Dolera Davronova

Personal information
- Born: 3 November 2001 (age 24)

Sport
- Country: Uzbekistan
- Sport: Weightlifting

Medal record
Women's weightlifting
Representing Uzbekistan
Summer Youth Olympics
| Silver medal – second place | 2018 Buenos Aires | +63 kg |
Asian Weightlifting Championships
| Bronze medal – third place | 2017 Ashgabat | 90 kg |
Asian Indoor and Martial Arts Games
| Bronze medal – third place | 2017 Ashgabat | 90 kg |
Junior World Weightlifting Championships
| Gold medal – first place | 2018 Tashkent | 90 kg |

= Dolera Davronova =

Uzbekistani weightlifter (born 2001)

Dolera Davronova (born 3 November 2001) is an Uzbekistani weightlifter.
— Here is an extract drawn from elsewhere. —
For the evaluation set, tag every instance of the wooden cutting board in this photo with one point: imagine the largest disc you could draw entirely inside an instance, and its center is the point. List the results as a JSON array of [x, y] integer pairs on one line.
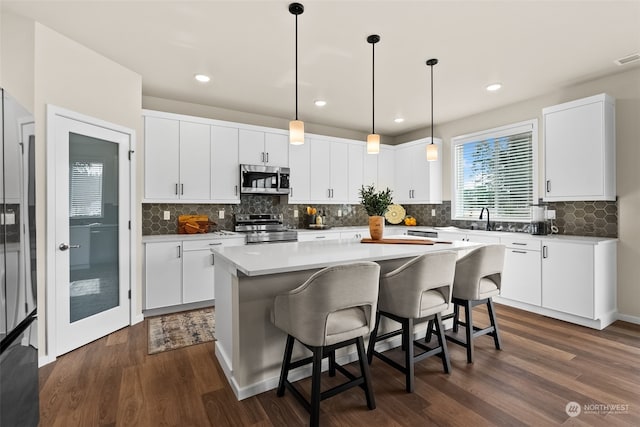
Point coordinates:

She won the silver medal in the girls' +63 kg event at the 2018 Summer Youth Olympics held in Buenos Aires, Argentina. At the time, she won the bronze medal but Supatchanin Khamhaeng of Thailand was stripped of her gold medal after testing positive for a banned substance.

At the 2017 Asian Weightlifting Championships held in Ashgabat, Turkmenistan, she won the bronze medal in the women's 90 kg event. She also won the bronze medal in the women's 90 kg event at the 2017 Asian Indoor and Martial Arts Games held in Ashgabat, Turkmenistan. In 2018, she won the gold medal in the women's 90 kg event at the Junior World Weightlifting Championships held in Tashkent, Uzbekistan.

In April 2021, she competed at the 2020 Asian Weightlifting Championships held in Tashkent, Uzbekistan.